More text than that per line and people's reading speeds decrease. And their
comprehension takes a dive too. So sticking with 500 pixels per column of text
is generally a good idea.

3\. Landing page style

Basic formula to keep in mind is: AIDA

* Attention

* Interest

* Desire

* Action

Follow them in sequence.

Good post to read: <http://zygote.egg-co.com/designing-to-sell/>

Advanced formula is creating landing pages based on your target audiences
personas.

Step 1: Figure out all the types and segments of people who will visit your
website. <http://www.futurenowinc.com/personas.htm>

Step 2: Determine what you need to do to persuade each of these types of
personas to take action

Step 3: Create different navigational pathways for each of these persona
types.

Good book to read: Waiting for Your Cat to Bark
[http://www.amazon.com/Waiting-Your-Cat-Bark-
Persuading/dp/07...](http://www.amazon.com/Waiting-Your-Cat-Bark-
Persuading/dp/0785218971) (Note: its a book with excellent content but reads
like a boring textbook.)

Good website to deconstruct and learn from: <http://www.theleodiamond.com/>
(This website is created for 6 different persona types.

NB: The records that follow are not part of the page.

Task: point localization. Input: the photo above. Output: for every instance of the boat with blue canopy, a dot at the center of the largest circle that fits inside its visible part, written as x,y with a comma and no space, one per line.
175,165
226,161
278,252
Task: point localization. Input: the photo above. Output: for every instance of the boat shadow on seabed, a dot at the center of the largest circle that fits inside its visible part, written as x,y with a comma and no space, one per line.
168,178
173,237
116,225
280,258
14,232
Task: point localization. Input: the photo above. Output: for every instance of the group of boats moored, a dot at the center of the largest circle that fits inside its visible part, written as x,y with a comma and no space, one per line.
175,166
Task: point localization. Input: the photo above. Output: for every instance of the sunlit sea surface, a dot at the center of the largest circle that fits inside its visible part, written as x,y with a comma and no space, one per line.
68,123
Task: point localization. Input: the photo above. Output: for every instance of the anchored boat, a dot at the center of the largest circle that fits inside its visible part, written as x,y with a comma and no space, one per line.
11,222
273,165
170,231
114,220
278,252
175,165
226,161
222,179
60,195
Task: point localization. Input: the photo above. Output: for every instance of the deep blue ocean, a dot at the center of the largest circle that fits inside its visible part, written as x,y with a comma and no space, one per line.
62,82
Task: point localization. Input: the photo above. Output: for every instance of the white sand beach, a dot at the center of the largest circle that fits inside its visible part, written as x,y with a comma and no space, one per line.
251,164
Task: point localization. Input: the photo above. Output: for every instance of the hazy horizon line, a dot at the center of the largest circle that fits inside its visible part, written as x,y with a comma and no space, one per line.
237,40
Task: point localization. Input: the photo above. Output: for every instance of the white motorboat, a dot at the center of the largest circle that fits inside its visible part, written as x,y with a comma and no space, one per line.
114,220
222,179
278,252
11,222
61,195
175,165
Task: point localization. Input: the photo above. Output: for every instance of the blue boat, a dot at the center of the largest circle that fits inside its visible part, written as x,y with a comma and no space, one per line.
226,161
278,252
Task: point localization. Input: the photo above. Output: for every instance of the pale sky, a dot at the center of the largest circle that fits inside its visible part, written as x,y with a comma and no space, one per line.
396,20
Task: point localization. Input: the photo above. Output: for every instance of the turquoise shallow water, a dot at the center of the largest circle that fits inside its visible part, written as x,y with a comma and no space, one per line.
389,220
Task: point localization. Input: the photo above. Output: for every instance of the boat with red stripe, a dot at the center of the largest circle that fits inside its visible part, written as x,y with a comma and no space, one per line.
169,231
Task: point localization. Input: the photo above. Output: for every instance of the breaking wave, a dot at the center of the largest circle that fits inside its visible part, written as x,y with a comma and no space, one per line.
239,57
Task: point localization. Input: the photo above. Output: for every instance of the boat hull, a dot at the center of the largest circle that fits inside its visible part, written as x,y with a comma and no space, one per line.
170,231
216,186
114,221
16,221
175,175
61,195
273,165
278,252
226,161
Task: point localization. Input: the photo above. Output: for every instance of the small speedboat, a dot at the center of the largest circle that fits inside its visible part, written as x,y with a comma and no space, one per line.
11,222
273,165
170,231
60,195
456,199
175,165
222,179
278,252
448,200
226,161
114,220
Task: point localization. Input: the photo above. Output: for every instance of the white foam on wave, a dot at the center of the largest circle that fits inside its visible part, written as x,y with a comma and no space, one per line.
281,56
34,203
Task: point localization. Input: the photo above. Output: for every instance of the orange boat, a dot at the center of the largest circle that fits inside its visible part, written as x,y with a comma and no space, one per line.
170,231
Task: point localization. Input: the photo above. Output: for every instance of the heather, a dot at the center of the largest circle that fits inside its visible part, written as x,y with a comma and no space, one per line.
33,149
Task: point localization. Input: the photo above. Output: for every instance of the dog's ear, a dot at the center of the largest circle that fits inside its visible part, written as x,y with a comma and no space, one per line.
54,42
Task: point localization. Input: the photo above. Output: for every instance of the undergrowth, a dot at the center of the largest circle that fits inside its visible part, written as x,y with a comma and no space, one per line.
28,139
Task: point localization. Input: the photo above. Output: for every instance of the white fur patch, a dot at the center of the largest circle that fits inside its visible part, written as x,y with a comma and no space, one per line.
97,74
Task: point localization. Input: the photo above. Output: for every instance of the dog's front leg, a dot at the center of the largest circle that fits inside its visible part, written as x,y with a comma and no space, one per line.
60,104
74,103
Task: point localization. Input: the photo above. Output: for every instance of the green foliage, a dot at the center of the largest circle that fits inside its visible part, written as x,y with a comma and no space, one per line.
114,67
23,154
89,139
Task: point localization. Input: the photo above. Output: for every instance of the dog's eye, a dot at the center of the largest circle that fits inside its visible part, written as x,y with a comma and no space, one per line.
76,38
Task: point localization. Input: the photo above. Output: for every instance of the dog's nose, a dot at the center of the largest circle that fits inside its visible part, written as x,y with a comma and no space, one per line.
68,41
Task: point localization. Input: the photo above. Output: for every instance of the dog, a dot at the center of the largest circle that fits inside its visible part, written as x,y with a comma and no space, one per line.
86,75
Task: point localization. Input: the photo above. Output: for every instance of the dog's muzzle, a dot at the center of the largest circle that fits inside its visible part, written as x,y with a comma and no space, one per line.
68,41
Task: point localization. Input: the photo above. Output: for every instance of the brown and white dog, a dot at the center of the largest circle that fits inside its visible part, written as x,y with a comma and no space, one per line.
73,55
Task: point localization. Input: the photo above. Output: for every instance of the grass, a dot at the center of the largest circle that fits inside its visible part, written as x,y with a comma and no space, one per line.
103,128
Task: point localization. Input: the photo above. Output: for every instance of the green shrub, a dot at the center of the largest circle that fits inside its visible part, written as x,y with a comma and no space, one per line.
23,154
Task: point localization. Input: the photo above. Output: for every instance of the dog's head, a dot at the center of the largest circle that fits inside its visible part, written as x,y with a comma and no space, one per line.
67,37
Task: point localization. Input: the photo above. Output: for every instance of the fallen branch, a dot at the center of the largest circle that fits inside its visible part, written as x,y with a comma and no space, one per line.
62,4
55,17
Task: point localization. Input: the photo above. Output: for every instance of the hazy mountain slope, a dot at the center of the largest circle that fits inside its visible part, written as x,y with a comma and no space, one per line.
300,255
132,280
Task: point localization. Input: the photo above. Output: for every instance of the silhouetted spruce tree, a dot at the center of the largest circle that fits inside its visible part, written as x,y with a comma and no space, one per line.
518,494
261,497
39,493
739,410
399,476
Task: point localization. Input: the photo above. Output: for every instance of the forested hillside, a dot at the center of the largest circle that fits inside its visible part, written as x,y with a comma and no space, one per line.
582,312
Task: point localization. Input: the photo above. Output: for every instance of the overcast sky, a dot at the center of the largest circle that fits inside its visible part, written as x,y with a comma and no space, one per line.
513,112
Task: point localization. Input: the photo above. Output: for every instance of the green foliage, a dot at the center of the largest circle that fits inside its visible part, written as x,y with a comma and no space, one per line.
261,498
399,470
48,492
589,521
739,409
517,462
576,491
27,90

* Very curious analytical type people who research before buying

* Folks who are fashion conscious

* Girls choosing the diamond

* Guys choosing the diamond

* Media, investors etc

* Folks who already know about Leo Diamonds and just want to find the nearest location

Can you see how different keywords and linking / navigation structure is used
for each of these personas?)

------
ScottWhigham
Hmmm - I don't know that I have a particular style that I like; I'm more of a,
"When I see what I {like | dislike}, I know it immediately." That probably
doesn't help.

For our site, we went with the fixed width layout and I'm happy. For more
link-driven/based sites (a la reddit/hn/digg), I prefer a full screen layout I
suppose since I don't want to scroll forever.

For landing pages, I wish I could tell you anything useful. What I've found,
after several years of trying to predict what would be successful, is that I
suck at predicting what people will like. Test, test, test...

I suppose to me it all boils down to one thing: usability. Gorgeous designs
fail if they aren't usable and crappy designed sites who fit a need thrive.
Now I'm just rambling...

Here's a couple of book recomendations:

* "Letting Go of the Words: Writing Web Content that Works" by Janie Redish - fantastic book. It isn't about design/layout per se but it is, see?

* "Don't Make Me Think: A Common Sense Approach to Web Usability" by Steve Krug

------
odvious
I like sites that mix liquid width style and fixed width (centered) content. I
vary my site's width with how much content there will be and try to balance
the whitespace out with the amount of text/content, usually between 800 and
950 pixels wide.

As for landing page, I think it should highlight whatever is the most
important part of your site. The first thing I should notice is what you do
and if I'm interested, have a well defined navigation so I can learn more.

On a truly personal note, I love big footers from both a design and usability
point of view :)